Tuesday, February 10, 2009

Life and Death and Department Stores...Oh My.

Where I work, we often get some....shall we say...interesting... items to sell. While I stood there at the fitting rooms for what seemed like hours....well, it probably was hours, watching people come in and out with armfuls of prospective purchases, I started to think about the English homework I should be doing. I started thinking about some of the concepts brought up in Sexson's lectures and talking about some of them with some of my coworkers. "All that is past possesses our present." We're probably going to be incredibly tired of hearing that after a while, but nevertheless the words keep ringing in my ears. Everywhere I go, I'm confronted by myth. The characters of the ancient tales pervade every aspect of our existence, whether we know it or not.

On the last truck, we got a lot of these tanktops. And all of a sudden, there he was, the smiling face of Cupid, mischievous bringer of love... and all the drama associated with it. I couldn't believe the incredible timing of it all (though I suspect the proximity of Valentine's Day had something to do with it...) =)


Shrugging this off, I turned back to my work and the steady stream of people coming in and out of the fitting rooms. And then I saw a piece of clothing so disturbing... I had no idea what would entice someone to buy it. Here, right before my very eyes was a bright pink barely-there lingerie top with soft pink hearts all over it....and massive skulls playfully dancing over it all. It even came with a matching thong for Christ's sake. I thought to myself, what is the point of it all? Why would anyone want to buy lingerie on which the face of death stares back at you?...or rather...at your boyfriend... Well, someone wanted that effect I suppose, because when I went back to get a photograph for this blog, they were all gone. That's right. We sold out. And then I realized. That piece was just the beginning. Like the warning on a bottle of deadly poison, skulls were everywhere:
on girly yellow bras with pretty pink hearts....

and on fuzzy pink sleeping shorts.....

And then I realized. What if these countless skulls really are warnings? What if they are but premonitions of the dangers held within that most dramatic of relationships, between men and women.... like the idea of the individual's death in marriage or our bodies' eventual marriage with death.

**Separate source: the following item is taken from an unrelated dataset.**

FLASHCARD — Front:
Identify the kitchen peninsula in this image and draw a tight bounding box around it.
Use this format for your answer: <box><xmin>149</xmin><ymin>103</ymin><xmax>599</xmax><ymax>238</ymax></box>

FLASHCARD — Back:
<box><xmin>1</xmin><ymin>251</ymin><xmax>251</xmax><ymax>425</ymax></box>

Antigone characterizes death as "my tomb, my marriage, my hollow, scraped in dirt, I'm coming home forever". Home. What an odd word she uses. Even the impersonal Chorus says a few words about Antigone, "soon to gain the marriage bed where everyone must sleep".
Still, even with the wider ramifications of the symbols I was witnessing reverberating through my mind, the whole concept seemed all too disturbing. Why do we even think of associating so dark a concept as death with that spring of life, and that basis of love within all of us? Is it because we seek to diminish the power of something we fear most of all by juxtaposing its image with that of the single greatest attribute of our life on earth? Or is it as simple as a warning sign.... the label on a bottle of cyanide we just can't help drinking...down to the last drop.